History Re-imagined: 5 Alternative Versions of the USA’s Most Iconic Building
In 1792 James Hoban won the world’s most prestigious design contest. The prize was to design the USA’s new center of power in Washington – a building that would later become known as the White House.
This one event secured Hoban’s place in the history books. But what happened to the other designers, and what would today’s White House look like if the judges had picked another winner? HouseFresh decided to find out. Using design ideas from the architects who didn’t make the final cut, HouseFresh’s own creatives put together five alternative versions of the White House.
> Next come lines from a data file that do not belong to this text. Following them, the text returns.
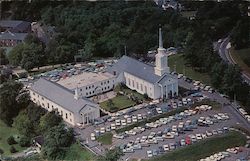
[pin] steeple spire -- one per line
(160, 39)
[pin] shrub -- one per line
(11, 140)
(13, 149)
(24, 141)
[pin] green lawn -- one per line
(105, 139)
(77, 152)
(204, 148)
(177, 62)
(6, 132)
(242, 57)
(120, 101)
(136, 94)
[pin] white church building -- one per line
(155, 81)
(69, 97)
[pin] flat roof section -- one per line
(84, 79)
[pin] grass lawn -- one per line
(120, 101)
(6, 132)
(177, 62)
(136, 94)
(242, 57)
(215, 105)
(105, 139)
(204, 148)
(77, 152)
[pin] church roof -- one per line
(60, 95)
(136, 68)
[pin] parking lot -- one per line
(194, 135)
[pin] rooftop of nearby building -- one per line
(12, 36)
(60, 95)
(84, 79)
(15, 24)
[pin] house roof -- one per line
(15, 25)
(12, 36)
(60, 95)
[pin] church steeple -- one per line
(161, 58)
(160, 39)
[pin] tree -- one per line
(241, 34)
(24, 141)
(3, 58)
(48, 121)
(13, 149)
(57, 140)
(11, 140)
(9, 106)
(112, 155)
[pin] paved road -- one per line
(225, 55)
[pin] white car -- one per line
(123, 122)
(198, 136)
(118, 122)
(209, 133)
(102, 130)
(150, 153)
(113, 127)
(118, 136)
(92, 136)
(166, 147)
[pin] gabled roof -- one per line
(60, 95)
(136, 68)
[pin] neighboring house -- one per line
(38, 142)
(69, 105)
(15, 26)
(155, 81)
(9, 39)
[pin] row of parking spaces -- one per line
(188, 140)
(200, 86)
(224, 155)
(130, 119)
(245, 114)
(197, 84)
(166, 120)
(171, 133)
(181, 103)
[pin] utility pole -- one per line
(175, 66)
(125, 50)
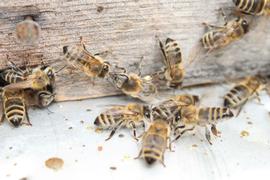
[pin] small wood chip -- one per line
(100, 148)
(113, 168)
(100, 9)
(244, 133)
(194, 145)
(54, 163)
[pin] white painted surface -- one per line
(230, 157)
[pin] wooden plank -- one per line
(128, 30)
Here’s a look at what they came up with.
Thomas Jefferson’s White House
The judges rejected Thomas Jefferson’s anonymous entry. So when he became US President in 1801, Jefferson made the executive decision to refurbish the White House. Jefferson added towering colonnades and many of the other architectural features we associate with that big house at 1600 Pennsylvania Avenue. If Jefferson had never won his first term, today’s White House would look completely different.
Philip Hart’s big plans
Philip Hart had big plans for the White House. But they never came true. According to the judge’s, Hart’s designs lacked the size, form, and elegance to look beyond the present day. Instead, Hart submitted a rather flat (and some would say boring) Edwardian style design that would have dated quickly.
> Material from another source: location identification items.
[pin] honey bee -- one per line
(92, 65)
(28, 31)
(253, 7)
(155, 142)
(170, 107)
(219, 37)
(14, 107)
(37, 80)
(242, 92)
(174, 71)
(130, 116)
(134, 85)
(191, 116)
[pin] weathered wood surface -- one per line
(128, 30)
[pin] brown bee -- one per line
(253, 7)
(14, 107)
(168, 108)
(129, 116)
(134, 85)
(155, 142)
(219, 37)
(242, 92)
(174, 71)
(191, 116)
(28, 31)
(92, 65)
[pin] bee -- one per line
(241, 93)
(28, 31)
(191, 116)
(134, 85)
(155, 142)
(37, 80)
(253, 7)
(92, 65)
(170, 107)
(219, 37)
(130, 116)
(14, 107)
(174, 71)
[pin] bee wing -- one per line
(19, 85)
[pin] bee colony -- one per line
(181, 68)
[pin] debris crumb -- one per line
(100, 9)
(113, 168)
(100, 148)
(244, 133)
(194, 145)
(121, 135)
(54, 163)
Andrew Mayfield Carshore’s designs
Andrew Mayfield Carshore’s sketches took inspiration from the simple but elegant pre-revolutionary war style. Think tall, Georgian houses mixed with a dash of neo-classicalism. But the judges were less than impressed, stating that the proposed plans lacked the ‘requisite spark of imagination.’ Carshore didn’t take the rejection well. In fact, he didn’t design another building for the rest of his life.
Jacob Small’s designs
Jacob Small submitted four designs into the 1792 contest. The judges rejected all of them. Small based his versions of the White House on Mount Vernon, George Washington’s plantation estate house, and the Maryland State House in Annapolis. But Small’s lack of originality wasn’t the only thing that put off the judges. They thought Small’s maze-like interiors would have been awkward and confusing for White House staff to navigate. But Small does have one claim to fame. He designed the B&O Ellicott City Station in Baltimore. It’s the oldest working railway station in the United States.
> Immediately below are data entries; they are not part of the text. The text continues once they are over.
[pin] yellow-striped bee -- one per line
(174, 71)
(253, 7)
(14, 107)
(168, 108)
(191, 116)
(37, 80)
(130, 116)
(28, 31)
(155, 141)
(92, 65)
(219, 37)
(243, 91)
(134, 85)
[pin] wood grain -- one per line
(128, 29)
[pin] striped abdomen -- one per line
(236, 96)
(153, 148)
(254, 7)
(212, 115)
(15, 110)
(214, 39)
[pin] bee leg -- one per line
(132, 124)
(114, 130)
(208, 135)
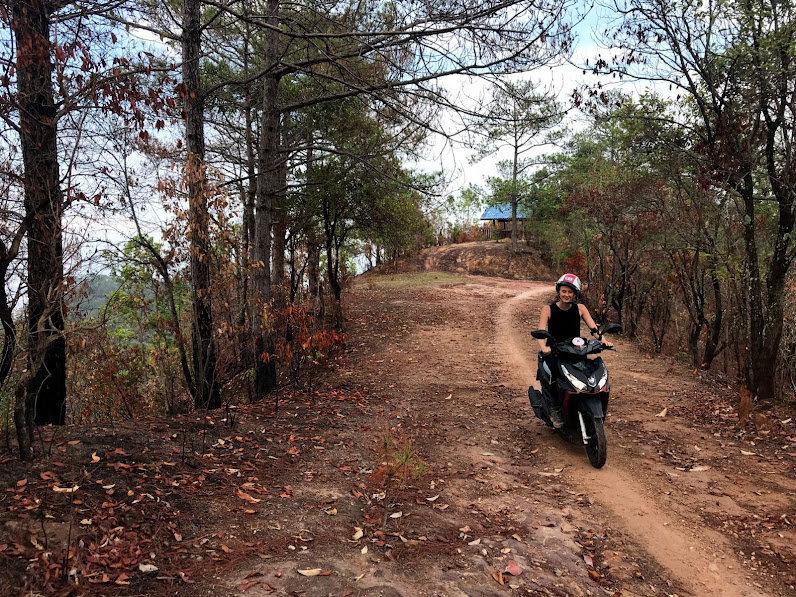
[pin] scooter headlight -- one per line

James Diamond’s White House
Like millions of others, James Diamond left Ireland to build a better life in the United States of America. Within a few years of arriving at Plymouth Rock, Diamond owned his own construction and design company. Diamond credited the land of opportunity with much of his success and wanted to repay his new homeland by designing its center of power. Diamond’s magisterial plans included sophisticated design elements like ionic columns and ornate window frames. He set the White House around an open courtyard to create what Diamond described as a ‘grand effect.’ But all this sounded a little too ostentatious for George Washington’s taste.
The White House judges turned James Hoban into a name that will live forever and relegated many more into the dustbin of history. The best-selling author Norman Vincent Peale summed up these quirks of history best. “A life and career turn on tiny hinges,” said Peale. “It’s the small matters and decisions that define destiny.”